Four days after Bernard Madoff was arrested for allegedly running a "$50 billion ponzi scheme" disguised as an investment advisory business, attention is beginning to focus on what looks like a glaring failure of oversight by government regulators.
Let's step back for a second. Part of what may have helped Madoff escape scrutiny is that his company consisted of two separate arms -- a securities brokerage, which acted as a middleman between buyers and sellers of shares, and a straight investment business. According to the SEC complaint filed last week, Madoff ran the investment arm as a secretive business separate from the brokerage, and it was this arm that was used to perpetrate the alleged fraud.
Bloomberg reported yesterday that since Madoff registered the investment arm with the Securities and Exchange Commission in 2006, that agency hadn't got around to looking at the business's books. The SEC usually tries to go through the books of newly registered firms in their first year.
"If the SEC didn't come in and inspect (the Madoff hedge fund), then they have a hell of a lot to answer for," one expert told the Associated Press.
But the problem doesn't appear to have started in 2006.
As early as 1999, an executive in the securities industry had urged the SEC to probe Madoff, on the basis of the remarkably steady returns that his investment business seemed to provide. The executive, Harry Markopolos, argued that Madoff must be generating those returns by "front-running" -- that is, using the brokerage arm of his company to illegally provide information to the investment arm.
The SEC said in a statement that it had conducted two investigations into the brokerage arm -- not the investment arm -- of Madoff's company, in 2005 and 2007. The first, begun in response to allegations of front-running, found three violations of rules requiring brokers to obtain the best possible price for customer orders.

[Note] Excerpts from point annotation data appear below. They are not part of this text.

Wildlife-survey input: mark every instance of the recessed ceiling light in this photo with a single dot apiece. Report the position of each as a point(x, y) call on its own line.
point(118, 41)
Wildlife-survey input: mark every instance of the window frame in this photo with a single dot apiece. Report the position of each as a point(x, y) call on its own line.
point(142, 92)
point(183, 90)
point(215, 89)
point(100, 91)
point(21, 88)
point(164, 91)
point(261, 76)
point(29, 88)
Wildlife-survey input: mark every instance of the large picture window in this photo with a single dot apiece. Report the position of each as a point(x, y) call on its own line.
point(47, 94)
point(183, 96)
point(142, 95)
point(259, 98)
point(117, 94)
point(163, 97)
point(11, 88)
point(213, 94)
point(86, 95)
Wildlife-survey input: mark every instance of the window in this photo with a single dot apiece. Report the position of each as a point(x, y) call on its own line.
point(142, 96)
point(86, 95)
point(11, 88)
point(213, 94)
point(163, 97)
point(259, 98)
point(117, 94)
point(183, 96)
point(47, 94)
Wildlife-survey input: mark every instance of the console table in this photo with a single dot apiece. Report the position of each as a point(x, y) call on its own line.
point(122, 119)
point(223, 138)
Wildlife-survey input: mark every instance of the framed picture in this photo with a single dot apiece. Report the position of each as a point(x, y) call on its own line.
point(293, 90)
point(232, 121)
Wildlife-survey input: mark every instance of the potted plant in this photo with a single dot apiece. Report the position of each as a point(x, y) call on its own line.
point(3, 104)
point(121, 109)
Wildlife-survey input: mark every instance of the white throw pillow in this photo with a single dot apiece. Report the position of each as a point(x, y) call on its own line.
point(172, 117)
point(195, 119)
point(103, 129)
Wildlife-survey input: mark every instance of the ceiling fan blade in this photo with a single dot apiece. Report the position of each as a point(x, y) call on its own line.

That investigation appears to have led to Madoff agreeing to register with the SEC the following year, giving the agency access to far more information than it previously had. But the 2007 probe, conducted after Madoff registered, found no evidence of anything improper.
It's unclear why the probes focused on the brokerage arm when it was the investment arm that had generated complaints in the past -- and which apparently would have been the arm that improperly profited from any front-running activity.
So there are still far more questions than answers, including in regard to the performance of government regulators. But so far, the SEC doesn't appear to have covered itself in glory on this one.